Advisers are available Monday to Friday from 9:00 a.m. to 6:00 p.m. Eastern time by phone, email and text.

And while the firm can give you personalized investment advice, it has only been providing this service since June 2023.

Is Masterworks safe?

Masterworks comes with similar risks as other higher-risk investment platforms. Masterworks itself is not registered with either the U.S. Securities and Exchange Commission (SEC) or the Financial Industry Regulatory Authority (FINRA). Masterworks does have a subsidiary called Masterworks Advisers that is registered with the SEC, and each artwork has its own SEC filing that you can view.

The advisers you speak with do have a fiduciary duty to their clients, and the Masterworks Advisers’ ADV filing explicitly states that advisers will let you know if a particular offering is unsuitable for you. However, the advisers can’t give advice on other asset categories. So if you’re looking for a more well-rounded advisory relationship, you may want to consider working with a financial adviser who can speak to your investments in a more holistic way.
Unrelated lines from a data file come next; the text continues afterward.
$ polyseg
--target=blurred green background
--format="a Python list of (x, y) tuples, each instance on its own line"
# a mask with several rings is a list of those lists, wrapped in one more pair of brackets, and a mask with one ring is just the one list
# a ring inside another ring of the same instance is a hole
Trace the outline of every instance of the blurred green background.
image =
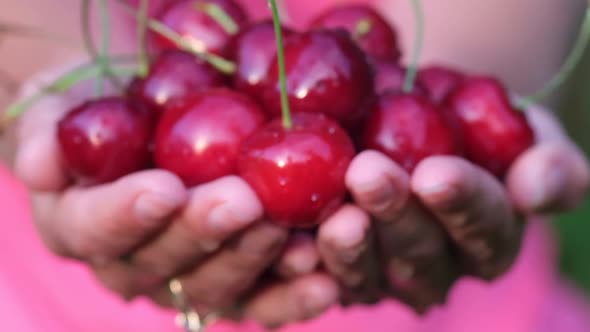
[[(562, 95), (558, 115), (570, 135), (590, 156), (590, 50)], [(561, 268), (590, 296), (590, 196), (578, 210), (559, 216), (555, 228), (561, 244)]]

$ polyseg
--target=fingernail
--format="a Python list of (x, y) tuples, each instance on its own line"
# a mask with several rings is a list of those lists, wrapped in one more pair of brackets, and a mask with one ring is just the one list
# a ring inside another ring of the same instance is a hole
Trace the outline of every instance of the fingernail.
[(214, 207), (207, 216), (207, 224), (213, 231), (228, 232), (253, 223), (248, 214), (235, 213), (227, 204)]
[(144, 193), (135, 201), (135, 215), (141, 223), (155, 226), (169, 217), (181, 204), (180, 200), (169, 195), (155, 192)]
[(567, 182), (566, 174), (559, 166), (552, 166), (544, 173), (543, 178), (535, 183), (532, 200), (534, 209), (543, 208), (557, 199), (560, 188)]
[(309, 316), (321, 314), (336, 302), (337, 294), (325, 285), (310, 285), (303, 296), (303, 307)]
[(459, 191), (450, 183), (433, 183), (416, 191), (428, 205), (438, 210), (450, 211), (457, 208), (458, 203), (460, 207), (464, 204), (459, 198)]
[(387, 208), (393, 201), (395, 190), (390, 181), (379, 179), (358, 188), (358, 195), (375, 210)]

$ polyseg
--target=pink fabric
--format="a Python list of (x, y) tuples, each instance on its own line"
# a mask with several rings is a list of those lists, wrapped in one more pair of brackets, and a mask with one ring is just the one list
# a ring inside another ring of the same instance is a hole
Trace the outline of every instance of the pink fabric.
[[(173, 332), (173, 314), (145, 300), (125, 303), (83, 265), (52, 256), (38, 238), (25, 189), (0, 165), (0, 325), (18, 332)], [(590, 309), (556, 277), (553, 239), (540, 221), (528, 227), (517, 264), (492, 284), (464, 279), (444, 308), (418, 318), (403, 305), (333, 309), (281, 332), (583, 332)], [(212, 332), (259, 332), (218, 324)]]

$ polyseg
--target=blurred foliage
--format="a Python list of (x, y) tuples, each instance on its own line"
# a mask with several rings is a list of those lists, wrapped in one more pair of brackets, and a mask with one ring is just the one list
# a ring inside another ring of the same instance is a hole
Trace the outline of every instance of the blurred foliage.
[[(568, 82), (559, 116), (590, 157), (590, 50)], [(578, 210), (560, 216), (555, 227), (561, 243), (563, 273), (590, 295), (590, 196)]]

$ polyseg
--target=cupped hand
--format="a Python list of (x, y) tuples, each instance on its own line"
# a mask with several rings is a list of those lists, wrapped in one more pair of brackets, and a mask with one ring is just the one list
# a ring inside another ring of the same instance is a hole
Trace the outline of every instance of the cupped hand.
[[(23, 94), (61, 72), (43, 74)], [(15, 172), (31, 191), (35, 224), (53, 252), (88, 264), (126, 299), (149, 296), (172, 305), (167, 282), (176, 278), (196, 307), (269, 326), (314, 317), (337, 301), (336, 281), (309, 269), (260, 282), (288, 232), (263, 220), (256, 195), (238, 177), (187, 189), (172, 173), (145, 170), (92, 187), (72, 183), (56, 123), (88, 96), (85, 87), (48, 96), (18, 127)]]
[(412, 176), (378, 152), (356, 157), (346, 178), (356, 205), (322, 224), (318, 239), (345, 301), (395, 297), (423, 311), (462, 275), (505, 273), (527, 217), (581, 202), (590, 182), (584, 155), (550, 113), (528, 117), (538, 142), (505, 183), (457, 157), (428, 158)]

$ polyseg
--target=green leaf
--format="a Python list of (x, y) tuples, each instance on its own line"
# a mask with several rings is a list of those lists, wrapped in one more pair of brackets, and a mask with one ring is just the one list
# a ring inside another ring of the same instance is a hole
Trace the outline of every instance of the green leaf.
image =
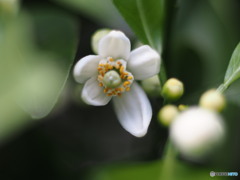
[(113, 2), (141, 42), (161, 52), (164, 0), (113, 0)]
[(225, 91), (234, 81), (240, 78), (240, 43), (235, 48), (230, 59), (224, 83), (218, 88), (221, 92)]

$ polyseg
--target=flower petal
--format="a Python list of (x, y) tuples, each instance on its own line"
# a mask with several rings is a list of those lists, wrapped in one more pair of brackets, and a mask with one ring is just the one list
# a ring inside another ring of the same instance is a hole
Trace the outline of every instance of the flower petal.
[(130, 53), (127, 67), (137, 80), (147, 79), (159, 73), (160, 56), (150, 46), (141, 46)]
[(104, 106), (111, 100), (111, 97), (106, 96), (103, 88), (98, 84), (97, 77), (92, 77), (83, 87), (82, 99), (89, 105)]
[(127, 59), (130, 54), (130, 41), (121, 31), (111, 31), (104, 36), (98, 45), (99, 55), (114, 59)]
[(80, 59), (74, 67), (73, 76), (79, 83), (84, 83), (89, 78), (96, 76), (98, 73), (98, 63), (100, 56), (89, 55)]
[(136, 137), (142, 137), (147, 133), (152, 108), (146, 94), (137, 83), (133, 83), (131, 91), (121, 97), (114, 97), (113, 103), (124, 129)]

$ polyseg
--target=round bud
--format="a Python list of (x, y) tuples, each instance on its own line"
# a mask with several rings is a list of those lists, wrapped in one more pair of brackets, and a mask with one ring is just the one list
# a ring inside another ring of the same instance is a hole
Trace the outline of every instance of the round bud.
[(144, 91), (153, 97), (159, 96), (159, 92), (161, 91), (160, 81), (158, 75), (150, 77), (142, 81), (142, 88)]
[(222, 93), (211, 89), (201, 96), (199, 104), (203, 108), (221, 112), (226, 106), (226, 101)]
[(174, 105), (164, 106), (158, 113), (160, 123), (168, 127), (179, 114), (178, 108)]
[(108, 88), (116, 88), (122, 83), (122, 79), (119, 74), (114, 71), (108, 71), (103, 77), (103, 84)]
[(199, 160), (222, 142), (225, 127), (214, 111), (190, 107), (180, 113), (170, 126), (170, 138), (186, 158)]
[(162, 96), (169, 101), (178, 100), (184, 93), (183, 83), (178, 79), (171, 78), (163, 85)]
[(110, 29), (99, 29), (93, 35), (91, 39), (92, 50), (95, 54), (98, 54), (98, 43), (106, 36), (111, 30)]

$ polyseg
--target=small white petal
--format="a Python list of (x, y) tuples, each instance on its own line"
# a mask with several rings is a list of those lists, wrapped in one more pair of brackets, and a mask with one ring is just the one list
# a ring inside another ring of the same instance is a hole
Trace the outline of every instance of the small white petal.
[(160, 71), (160, 56), (150, 46), (141, 46), (130, 53), (127, 67), (137, 80), (152, 77)]
[(89, 55), (80, 59), (74, 67), (73, 76), (79, 83), (84, 83), (89, 78), (96, 76), (98, 73), (98, 63), (100, 56)]
[(103, 57), (127, 59), (130, 54), (130, 41), (121, 31), (111, 31), (99, 41), (98, 52)]
[(113, 103), (124, 129), (136, 137), (142, 137), (147, 133), (152, 108), (146, 94), (137, 83), (133, 83), (131, 90), (121, 97), (114, 97)]
[(111, 100), (111, 97), (106, 96), (103, 88), (98, 84), (97, 77), (92, 77), (83, 87), (82, 99), (89, 105), (104, 106)]

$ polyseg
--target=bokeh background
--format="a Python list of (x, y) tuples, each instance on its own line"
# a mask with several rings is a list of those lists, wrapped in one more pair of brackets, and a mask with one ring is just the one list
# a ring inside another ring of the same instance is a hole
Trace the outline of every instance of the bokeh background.
[[(162, 57), (168, 77), (185, 85), (176, 104), (194, 105), (223, 82), (240, 41), (240, 1), (179, 0), (172, 7)], [(149, 94), (154, 114), (143, 138), (120, 126), (111, 103), (92, 107), (80, 99), (72, 67), (93, 54), (99, 28), (138, 42), (111, 0), (0, 0), (0, 179), (161, 179), (168, 137), (156, 118), (161, 97)], [(224, 145), (200, 162), (179, 156), (171, 179), (239, 172), (240, 82), (226, 96)]]

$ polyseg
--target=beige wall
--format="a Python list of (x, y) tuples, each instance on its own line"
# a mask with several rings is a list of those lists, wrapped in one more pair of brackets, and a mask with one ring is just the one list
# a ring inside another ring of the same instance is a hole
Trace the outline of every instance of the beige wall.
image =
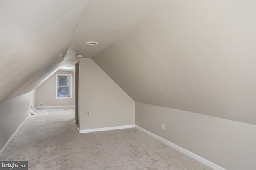
[(256, 167), (254, 125), (137, 102), (135, 111), (136, 125), (222, 168)]
[(34, 108), (35, 95), (33, 90), (0, 104), (0, 151)]
[(252, 2), (170, 1), (92, 59), (136, 102), (256, 125)]
[(79, 100), (80, 130), (135, 124), (134, 101), (90, 59), (79, 61)]
[[(72, 74), (72, 97), (70, 99), (56, 99), (56, 74)], [(36, 89), (36, 104), (43, 102), (45, 106), (75, 105), (75, 76), (70, 72), (57, 71)]]

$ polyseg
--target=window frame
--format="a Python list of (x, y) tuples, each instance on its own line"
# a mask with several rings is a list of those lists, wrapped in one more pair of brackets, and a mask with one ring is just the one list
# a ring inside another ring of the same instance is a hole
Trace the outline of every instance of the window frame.
[[(70, 76), (70, 86), (66, 86), (67, 87), (69, 87), (69, 97), (58, 97), (58, 87), (59, 86), (58, 86), (58, 76)], [(56, 74), (56, 99), (71, 99), (72, 98), (72, 74)]]

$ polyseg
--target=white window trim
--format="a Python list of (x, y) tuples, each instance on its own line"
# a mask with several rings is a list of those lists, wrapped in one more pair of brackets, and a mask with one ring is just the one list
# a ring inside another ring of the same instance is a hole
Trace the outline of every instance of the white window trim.
[[(69, 88), (69, 94), (70, 97), (58, 97), (58, 76), (70, 76), (70, 86)], [(71, 99), (72, 98), (72, 74), (56, 74), (56, 99)]]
» Want to narrow down your options? View our list of the best financial advisers

So what’s our take?

Frankly, while researching this review, it was difficult to get answers from Masterworks. We emailed the general support email address, filed two tickets using the website’s customer service portal, called the listed phone number and left a message, and emailed the CEO, all with no response initially. When we did eventually hear back, it took several rounds of emails and a call with the CEO to get a clear answer about the investment minimum.

The company’s fee structure, even compared with other alternative investments, is quite high and difficult to understand, and the investment minimum is also high — though we do appreciate how they will only recommend you invest in art if it's best for your portfolio and budget. Most of the information in this review is not available on the company’s website and was only obtained over email. In our opinion, the lack of transparency on Masterworks' site, particularly around fees and investment minimums, causes a lot of friction during the sign-up process that users should know about before they dive in. —Alana Benson, investing writer

The bottom line: Is it legit?

Masterworks is a legitimate company that can help you invest in art, but there are no guarantees that the singular pieces of art you invest in will take off. In that way, it’s similar to investing in individual stocks, since there is no guarantee that a single company will outperform in the future.

A less risky investing strategy is to invest in index funds or exchange-traded funds. These are baskets of investments that you buy all at once, and since you own many stocks instead of just one, there is less risk to your portfolio if one of those companies goes out of business.

Masterworks has a compelling claim: The company allows individuals to participate in an exclusive, high-priced market. However, the warning remains similar to buying individual stocks: Don't put all your eggs in one Basquiat. If the neo-expressionist painter's work doesn't sell for more than you bought it for, you're out of luck. Betting on art is especially speculative, since there aren’t as many financial fundamentals, such as revenue or a PE ratio, to help guide your choice.

If you’re curious about investing in art, you have some extra cash and a healthy risk tolerance, and you can stomach the higher-than-average fees (compared with other alternative investing platforms), Masterworks could make it fairly easy to diversify your portfolio with fine art. A good rule of thumb is to allocate no more than 10% of your overall investment portfolio (meaning all your investments in your 401(k), an IRA and/or standard brokerage account, for example) to alternative assets such as art. Plus, it could be fun to say you own a slice of a Banksy original.

If you don’t already have an investment portfolio made up of more traditional (and less risky) assets, you may want to start there before you dip your toes into the art world.